The custom of Mumming might go back to Roman times, when people used to dress up for parties at New Year. It is thought that, in the UK, it was first done on St. Thomas’s day or the shortest day of the year.
Different types of entertainments were done in different parts of the UK, particularly in England. In parts of Durham, Yorkshire and Devon a special sword dance was performed. There were also different names for mumming around the UK too. In Scotland it was known as ‘Gusards’ or ‘Guising’; in Somerset, ‘Mumping’; in Warwickshire or ‘Thomasing’; and ‘Corning’ in Kent.
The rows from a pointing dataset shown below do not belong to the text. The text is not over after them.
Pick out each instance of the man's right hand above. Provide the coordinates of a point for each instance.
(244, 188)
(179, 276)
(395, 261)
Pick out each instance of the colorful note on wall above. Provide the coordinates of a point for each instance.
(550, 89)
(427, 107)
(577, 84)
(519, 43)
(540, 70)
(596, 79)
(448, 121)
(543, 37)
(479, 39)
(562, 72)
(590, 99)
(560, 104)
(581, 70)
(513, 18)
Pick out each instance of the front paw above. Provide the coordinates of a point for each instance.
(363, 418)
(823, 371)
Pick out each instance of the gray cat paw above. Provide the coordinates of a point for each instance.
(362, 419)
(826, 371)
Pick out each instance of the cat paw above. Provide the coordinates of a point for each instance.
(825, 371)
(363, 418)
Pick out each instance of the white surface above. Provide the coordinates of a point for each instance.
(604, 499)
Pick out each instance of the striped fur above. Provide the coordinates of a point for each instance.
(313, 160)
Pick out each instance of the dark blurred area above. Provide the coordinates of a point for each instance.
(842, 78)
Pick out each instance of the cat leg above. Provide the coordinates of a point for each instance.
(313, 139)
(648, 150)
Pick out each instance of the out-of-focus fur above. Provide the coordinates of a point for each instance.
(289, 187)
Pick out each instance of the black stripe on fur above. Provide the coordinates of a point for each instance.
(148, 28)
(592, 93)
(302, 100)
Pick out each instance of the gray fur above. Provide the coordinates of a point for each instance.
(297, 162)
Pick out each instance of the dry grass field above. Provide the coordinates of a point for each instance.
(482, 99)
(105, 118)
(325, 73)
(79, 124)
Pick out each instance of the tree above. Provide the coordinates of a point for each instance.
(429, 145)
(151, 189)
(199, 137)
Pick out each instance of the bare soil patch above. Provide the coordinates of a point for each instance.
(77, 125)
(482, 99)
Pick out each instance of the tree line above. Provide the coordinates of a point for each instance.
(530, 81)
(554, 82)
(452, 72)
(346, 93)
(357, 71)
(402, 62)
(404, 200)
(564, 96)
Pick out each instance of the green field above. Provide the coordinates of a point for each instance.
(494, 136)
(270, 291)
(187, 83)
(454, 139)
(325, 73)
In Medieval times, it had turned into an excuse for people to go begging round the houses and committing crimes. It became so bad that Henry VIII, made a law saying that anyone that caught mumming wearing a mask would be put in prison for three months!
One poem that people said when mumming was:
Christmas is coming, the beef is getting fat,
Please drop a penny in the old man’s hat.
Over the years, this was changed into a very similar poem that is said by some carol singers today:
Christmas is coming, the goose is getting fat,
Please put a penny in the old man’s hat.
The early settlers from the UK took the custom of Mumming to Canada. It is known as Murmuring in Canada, but is banned in most places because people used it as an excuse for begging.
There’s also a famous Mummer’s Day parade New Year’s Day in Philadelphia, in the USA, which lasts over six hours!
Mumming is still done in parts of the UK, USA and Canada.